George Carlin famously had a monologue based entirely on the “seven dirty words you can never say on television.” And the Supreme Court just sidestepped—without deciding—whether Section 230 of the Communications Decency Act, a statute passed by Congress, establishes liability for tech companies that post user content resulting in terrorist violence. Notice what it didn’t do: It didn’t apply some magical First Amendment precedent forbidding the government from regulating internet providers.
3. There’s a big factual question as to whether the government actually engaged in coercion rather than, well, just talking with the tech firms.
The court issued its ruling preliminarily—meaning it heard evidence to determine whether there’s a likelihood that the plaintiffs would ultimately prove and win their case. Doughty’s conclusion that the government showed “willingness to coerce” (rather than good-faith coordination with industry leaders in the midst of a global health crisis that killed millions) is highly dubious.
4. The district court took the preposterous position that Twitter, Google, and Facebook are controlled by the Biden administration.
Otherwise, it would be impossible to reach what is wholly private conduct by these social media companies. Doughty properly cited the law here, which holds that the plaintiffs are required to “prove that the Federal Defendants either exercised coercive power or exercised such significant encouragement that the private parties’ choice must be deemed to be that of the government.” This standard is pivotal for the simple and elementary reason that the First Amendment doesn’t touch private conduct—only public conduct is curtailed by the Constitution. In order to attach to private conduct, the plaintiffs must satisfy the standards of what’s known as the “state action doctrine” which (as I have explained elsewhere) requires that the government exercise so much coercive control over a private actor “that the choice must in law be deemed to be that of the State.”
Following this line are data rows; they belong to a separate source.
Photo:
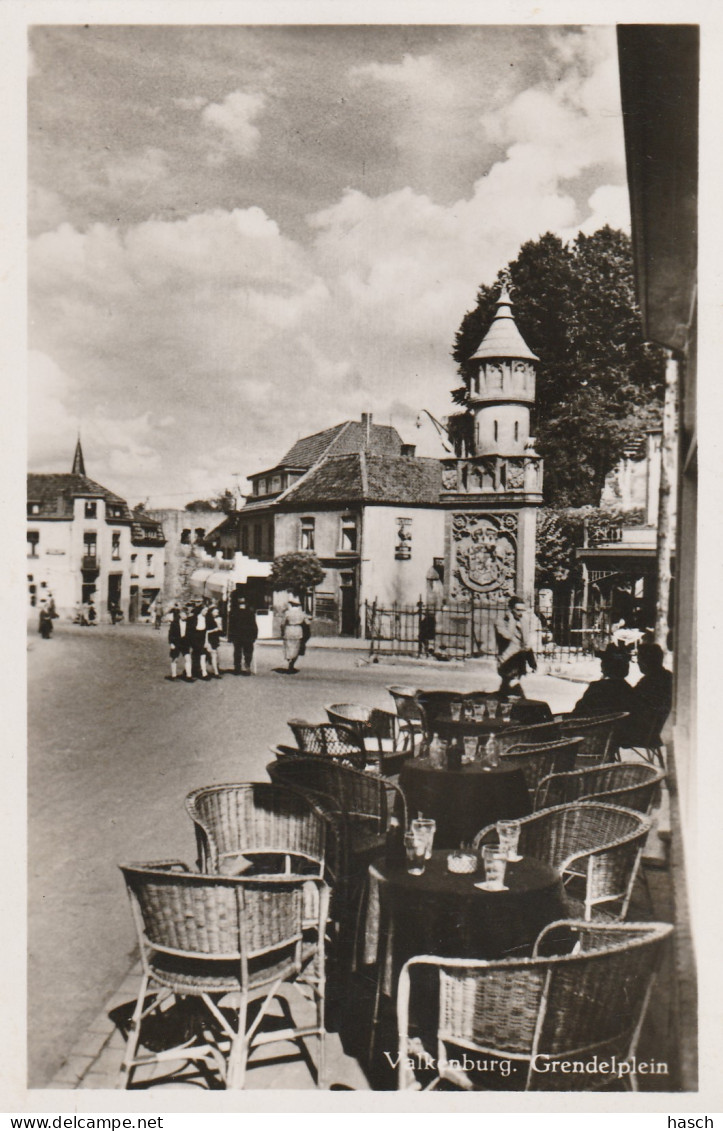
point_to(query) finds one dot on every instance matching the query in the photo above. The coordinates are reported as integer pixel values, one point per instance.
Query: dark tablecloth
(463, 802)
(440, 913)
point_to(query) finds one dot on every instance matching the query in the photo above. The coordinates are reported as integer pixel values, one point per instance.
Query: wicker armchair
(530, 735)
(601, 734)
(539, 761)
(633, 785)
(410, 716)
(204, 937)
(238, 821)
(433, 704)
(586, 1007)
(377, 730)
(596, 847)
(364, 802)
(647, 741)
(329, 740)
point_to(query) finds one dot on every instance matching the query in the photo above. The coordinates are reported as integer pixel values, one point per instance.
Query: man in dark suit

The Supreme Court has held that a state’s subsidization of the operating and capital cost of nursing homes, including paying the medical expenses of 90 percent of their patients—was not enough to satisfy the test. The reason for this stringent hurdle is important: a looser standard would convert a whole range of private conduct into government conduct, with all the baggage that entails, including liability for complying with the Constitution itself. Doughty’s tortured reading of the state action doctrine calls into question the entire lobbying industry that fuels Washington, D.C. For example, there’s lots of lobbying over Section 230 occurring on Capitol Hill on both sides of the aisle; Doughty’s opinion suggests it could all be unconstitutional.
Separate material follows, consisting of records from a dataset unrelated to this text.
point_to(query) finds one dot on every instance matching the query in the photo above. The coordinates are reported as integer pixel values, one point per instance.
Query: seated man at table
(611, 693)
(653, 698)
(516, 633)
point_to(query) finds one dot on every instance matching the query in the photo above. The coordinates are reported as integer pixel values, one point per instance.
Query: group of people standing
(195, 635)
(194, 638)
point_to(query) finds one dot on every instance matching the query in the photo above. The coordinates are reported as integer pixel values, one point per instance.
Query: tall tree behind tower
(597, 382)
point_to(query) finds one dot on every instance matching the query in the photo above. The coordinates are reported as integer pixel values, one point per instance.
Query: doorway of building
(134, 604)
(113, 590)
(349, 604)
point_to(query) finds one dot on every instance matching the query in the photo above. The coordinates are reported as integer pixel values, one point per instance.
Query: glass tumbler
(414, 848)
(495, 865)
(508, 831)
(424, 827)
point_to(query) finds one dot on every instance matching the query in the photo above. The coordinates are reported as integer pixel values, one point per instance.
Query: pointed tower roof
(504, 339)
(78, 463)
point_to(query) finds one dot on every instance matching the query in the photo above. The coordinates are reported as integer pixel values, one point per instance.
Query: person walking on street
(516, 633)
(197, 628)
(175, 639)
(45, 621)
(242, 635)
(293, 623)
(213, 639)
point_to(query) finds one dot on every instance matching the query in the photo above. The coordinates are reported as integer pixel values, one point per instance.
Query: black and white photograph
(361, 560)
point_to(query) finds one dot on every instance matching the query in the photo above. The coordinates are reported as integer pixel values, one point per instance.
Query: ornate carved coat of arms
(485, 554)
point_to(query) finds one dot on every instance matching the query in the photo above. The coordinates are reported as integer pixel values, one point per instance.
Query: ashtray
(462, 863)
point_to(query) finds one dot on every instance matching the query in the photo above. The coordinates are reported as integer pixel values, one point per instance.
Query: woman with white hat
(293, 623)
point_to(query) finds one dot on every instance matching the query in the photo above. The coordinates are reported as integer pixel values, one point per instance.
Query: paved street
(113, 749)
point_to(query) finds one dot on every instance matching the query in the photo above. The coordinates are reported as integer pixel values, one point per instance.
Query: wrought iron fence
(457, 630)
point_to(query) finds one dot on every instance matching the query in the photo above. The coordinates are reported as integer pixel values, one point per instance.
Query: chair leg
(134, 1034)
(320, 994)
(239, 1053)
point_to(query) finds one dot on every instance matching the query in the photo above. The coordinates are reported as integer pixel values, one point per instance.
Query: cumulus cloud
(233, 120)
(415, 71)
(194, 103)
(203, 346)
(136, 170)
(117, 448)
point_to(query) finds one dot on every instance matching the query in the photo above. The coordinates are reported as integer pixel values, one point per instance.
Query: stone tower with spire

Not to mention as a matter of sheer logic: Does anyone really believe that Elon Musk or Jeff Bezos or Mark Zuckerberg are under the utterly coercive control of Joe Biden? Absurd.
5. The injunction binds untold numbers of regular federal employees from speaking—while ignoring that they have First Amendment rights too.
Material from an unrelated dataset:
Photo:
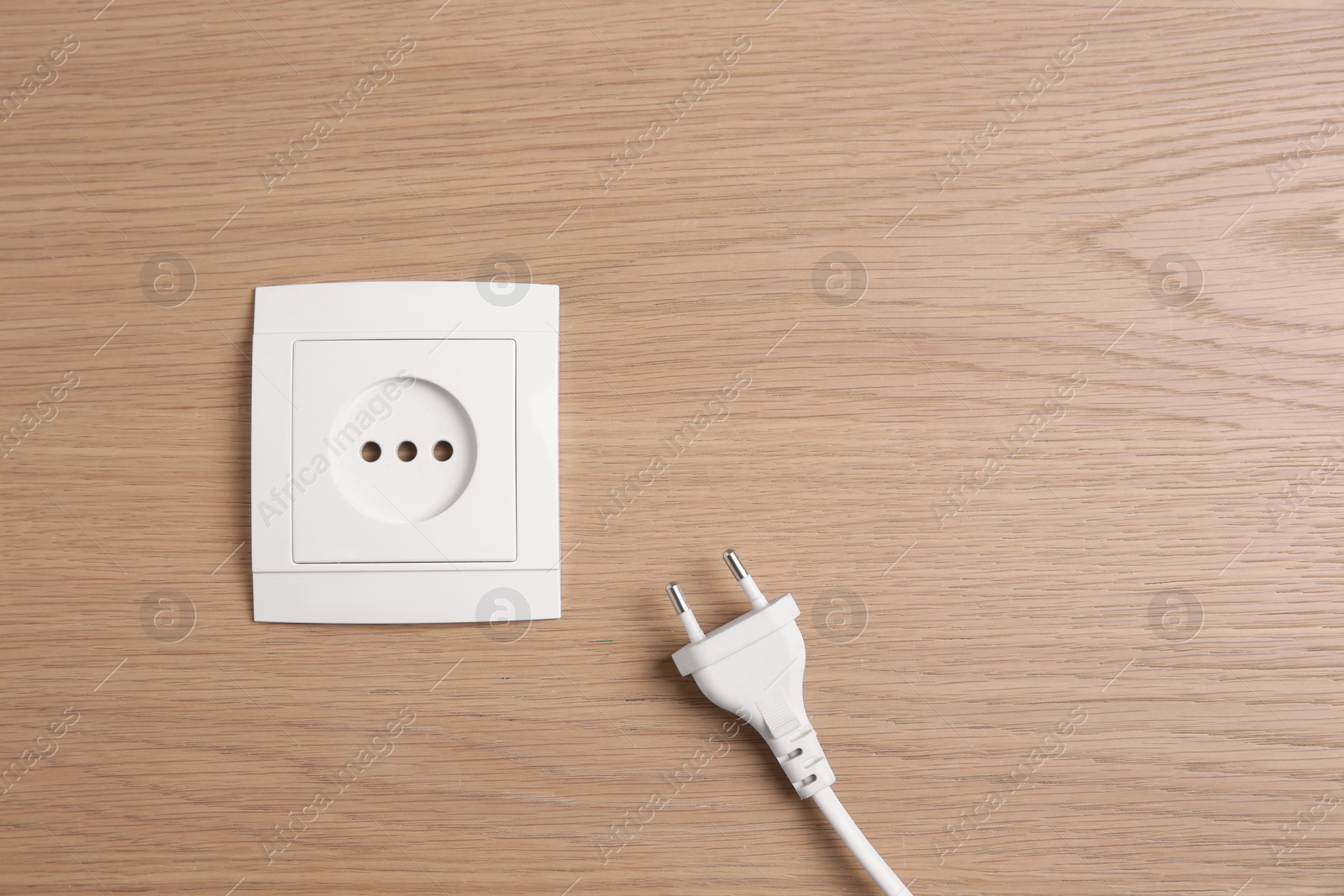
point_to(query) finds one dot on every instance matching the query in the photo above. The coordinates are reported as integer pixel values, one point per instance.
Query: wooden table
(1032, 320)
Doughty ignores this entirely. As far back to 1967, the Supreme Court has held that public employees do not lose their free speech rights simply because they work for the government. If their speech touches on a matter of public concern, meaning it relates “to any matter of political, social or other concern to the community,” their rights to speak can outweigh the government’s contrary interests—here, presumably, in spreading disinformation on issues bearing on the COVID-19 vaccine. The argument that spewing misinformation is a valid government interest, again, is extreme on its face. Yet Doughty claims that the inclusion of differing facts online is part of the states’ “benefits intended to arise from participation in the federal system.”
Perhaps the saddest part of this story is the fact that now, in 2023, it’s not only the cynical, ideological zealots and their complicit lawyers who are willing to abuse the courts for political gain. Certain judges are in on it, too. Which makes it all the more critical that American citizens and lawmakers educate themselves on freedom of speech and the basics of American law.